2013-09-17 09:16:52 - Fast Market Research recommends "Romania Pharmaceuticals & Healthcare Report Q4 2013" from Business Monitor International, now available
We forecast continued growth in Romania's pharmaceutical market due to greater private contributions to the cost of healthcare and a return to slight economic growth in 2013. The partial removal of elements of the claw-back tax will undoubtedly provide the industry with a slight boost this year, as will pressure from creditors to repay debts and companies on time. However, the delaying of changes to the reimbursement list until January 2014 will moderate the growth of patented and prescription medicines in 2013. These issues continue to weigh down BMI's assessment of Romania's Pharmaceutical and Healthcare Risk/Reward ratings.
Headline Expenditure Projections
* Pharmaceuticals: RON13.55bn (US$3.91bn) in 2012 to RON13.96bn (US$4.29bn) in 2013; +3.0% in local currency terms and +9.7% in US dollar
terms. US dollar forecast down from Q313.
* Healthcare: RON33.99bn (US$9.80bn) in 2012 to RON36.35bn (US$11.17bn) in 2013; +6.9% in local currency terms and +13.9% in US dollar terms. Forecast unchanged from Q313.
Full Report Details at
- www.fastmr.com/prod/684743_romania_pharmaceuticals_healthcare_re ..
Romania has a RRR score of 56 out of 100, making it the seventh-most attractive pharmaceutical market in the Central and Eastern Europe region. Although over the long terms Romania has a promising growth story, punitive taxes, pricing controls and a lack of funding by the state for reimbursing patients will moderate the market's attractiveness to drugmakers.
Key Trends And Developments
* Having secured IMF funding, as part of its credit deal, Romania will have to pay off its debts to drugmakers and suppliers to its healthcare system.

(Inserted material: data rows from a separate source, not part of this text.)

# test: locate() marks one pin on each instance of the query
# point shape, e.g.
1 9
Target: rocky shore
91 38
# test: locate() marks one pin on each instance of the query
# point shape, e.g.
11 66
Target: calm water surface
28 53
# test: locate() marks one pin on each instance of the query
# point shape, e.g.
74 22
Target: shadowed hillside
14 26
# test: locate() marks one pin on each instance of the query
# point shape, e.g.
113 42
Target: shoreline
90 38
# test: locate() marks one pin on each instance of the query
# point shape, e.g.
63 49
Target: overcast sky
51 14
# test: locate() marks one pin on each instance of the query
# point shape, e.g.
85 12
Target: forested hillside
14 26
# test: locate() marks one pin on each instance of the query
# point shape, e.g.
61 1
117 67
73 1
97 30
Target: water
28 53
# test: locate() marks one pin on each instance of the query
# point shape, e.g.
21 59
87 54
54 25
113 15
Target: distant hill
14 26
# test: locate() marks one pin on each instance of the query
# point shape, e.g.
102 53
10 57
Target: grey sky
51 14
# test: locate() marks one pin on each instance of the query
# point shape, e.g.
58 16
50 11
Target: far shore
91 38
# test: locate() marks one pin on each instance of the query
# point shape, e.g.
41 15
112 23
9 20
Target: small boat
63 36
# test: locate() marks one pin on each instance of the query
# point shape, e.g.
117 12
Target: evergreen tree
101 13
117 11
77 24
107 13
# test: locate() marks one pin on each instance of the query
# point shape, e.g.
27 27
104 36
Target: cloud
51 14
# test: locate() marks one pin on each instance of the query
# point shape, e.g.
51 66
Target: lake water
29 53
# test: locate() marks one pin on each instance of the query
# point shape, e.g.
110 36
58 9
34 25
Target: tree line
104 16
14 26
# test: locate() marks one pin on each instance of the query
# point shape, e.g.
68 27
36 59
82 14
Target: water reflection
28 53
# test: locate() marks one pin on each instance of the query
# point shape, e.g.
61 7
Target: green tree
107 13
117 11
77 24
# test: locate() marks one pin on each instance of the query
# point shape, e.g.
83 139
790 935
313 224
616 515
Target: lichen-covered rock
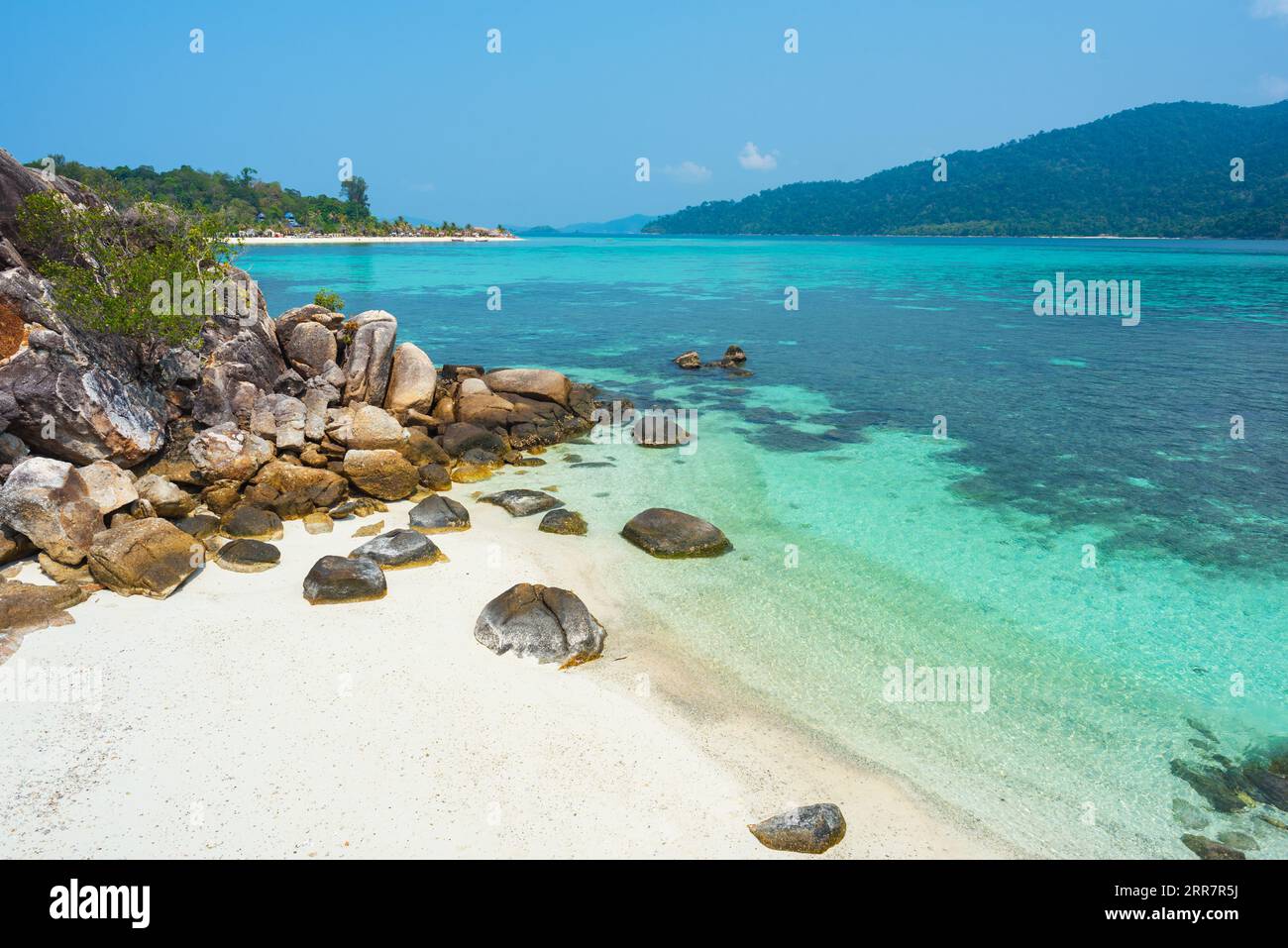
343 579
50 502
248 556
110 487
522 502
384 473
552 625
412 380
400 548
226 453
438 514
814 828
369 356
566 522
165 497
149 558
670 533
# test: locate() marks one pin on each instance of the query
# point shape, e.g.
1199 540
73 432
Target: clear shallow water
967 552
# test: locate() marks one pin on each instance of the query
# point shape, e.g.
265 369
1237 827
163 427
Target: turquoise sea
862 541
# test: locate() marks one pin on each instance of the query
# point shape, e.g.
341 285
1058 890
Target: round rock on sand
400 548
343 579
522 502
552 625
439 514
671 535
248 556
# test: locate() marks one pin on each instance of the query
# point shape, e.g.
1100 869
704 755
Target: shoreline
270 241
237 720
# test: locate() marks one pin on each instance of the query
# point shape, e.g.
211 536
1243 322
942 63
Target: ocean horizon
1086 518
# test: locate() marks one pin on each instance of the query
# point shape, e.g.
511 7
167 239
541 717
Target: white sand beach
237 720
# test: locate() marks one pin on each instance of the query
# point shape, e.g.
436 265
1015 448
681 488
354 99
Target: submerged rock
814 828
552 625
343 579
438 514
400 548
1210 849
567 522
149 558
522 502
248 556
670 533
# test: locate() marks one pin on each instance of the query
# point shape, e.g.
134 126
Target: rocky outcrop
248 556
548 623
438 514
384 473
673 535
542 384
149 558
343 579
50 502
400 548
522 502
814 828
412 380
226 453
369 356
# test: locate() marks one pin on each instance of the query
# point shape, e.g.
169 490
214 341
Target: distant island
246 206
1183 168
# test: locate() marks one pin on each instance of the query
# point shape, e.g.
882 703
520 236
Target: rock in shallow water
400 548
814 828
343 579
438 514
552 625
249 557
522 502
566 522
670 533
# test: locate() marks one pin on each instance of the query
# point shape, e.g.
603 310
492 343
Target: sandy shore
236 720
273 241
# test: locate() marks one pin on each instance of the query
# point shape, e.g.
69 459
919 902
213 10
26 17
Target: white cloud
1274 88
1270 9
688 172
752 159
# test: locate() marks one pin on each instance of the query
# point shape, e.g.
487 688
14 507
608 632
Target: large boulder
545 384
412 380
438 514
343 579
671 535
382 473
400 548
50 502
149 558
373 428
552 625
814 828
226 453
369 356
522 502
108 485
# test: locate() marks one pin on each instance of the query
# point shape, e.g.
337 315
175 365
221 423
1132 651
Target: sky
549 130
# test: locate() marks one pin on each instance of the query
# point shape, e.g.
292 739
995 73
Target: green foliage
1158 170
107 270
329 300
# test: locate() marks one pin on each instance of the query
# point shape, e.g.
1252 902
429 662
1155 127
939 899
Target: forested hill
1157 170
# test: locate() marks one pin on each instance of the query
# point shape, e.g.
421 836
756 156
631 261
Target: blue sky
549 129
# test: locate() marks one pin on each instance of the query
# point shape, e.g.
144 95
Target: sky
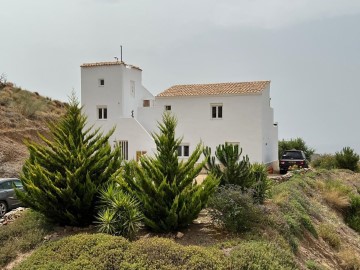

The IMF is also pushing for Romania to increase its tax base, reform its healthcare system and increase its healthcare expenditure to meet its demographic changes.
* In February 2013 the Romanian Constitutional Court ruled that part of the claw-back tax was unconstitutional. The calculation method for determining the amount the industry had to pay the Romanian government used the post-VAT price of medicines, thereby inflating the amount due back to the government. The court ruled that drugmakers had been unfairly double-taxed by the provision.
* An estimated EUR85mn (US$110mn) was expected to be collected by the Romanian health ministry through the claw-back tax in 2012, supplementing the EUR33mn (US$43mn) allocated to the ministry by the government. The tax revenue, planned to be transferred to the single health insurance fund, was to be spent on hospitals, with priority given to regional network and emergency hospitals. Newly launched drugs and medical supplies supervision programmes in Romania were also reportedly to be allocated EUR880,000 (US$1.14mn).
BMI Economic View
Romania's improving net exports drove an-above consensus 2.2% year-on-year real GDP expansion in Q113, confirming our view that the country's economic recovery would accelerate in H113, and we hold to our forecast for real GDP growth of 1.7% in 2013. Net exports will continue to drive growth, although improving private consumption and the slowing pace of fiscal consolidation will begin playing an increasingly significant role in the country's economic recovery from H213.
BMI Political View
With Romania's recent exit from the EU Commission's excessive deficit procedure providing a modest boost to Prime Minister Victor Ponta's administration, we believe political risk should be reasonably contained over the next few quarters. The recent thawing of relations between Ponta and President Traian Basescu should prevent a repeat of the political unrest that unfolded in 2012, where the attempted impeachment of Basecu led to a firm rebuke from the for the country from the EU. That said, we believe some important political challenges remain for the centre-left government, with stubbornly low wages and the slightly sluggish pace of recovery likely to drive up anti-austerity sentiment amongst the electorate, especially given the country's relatively low public debt.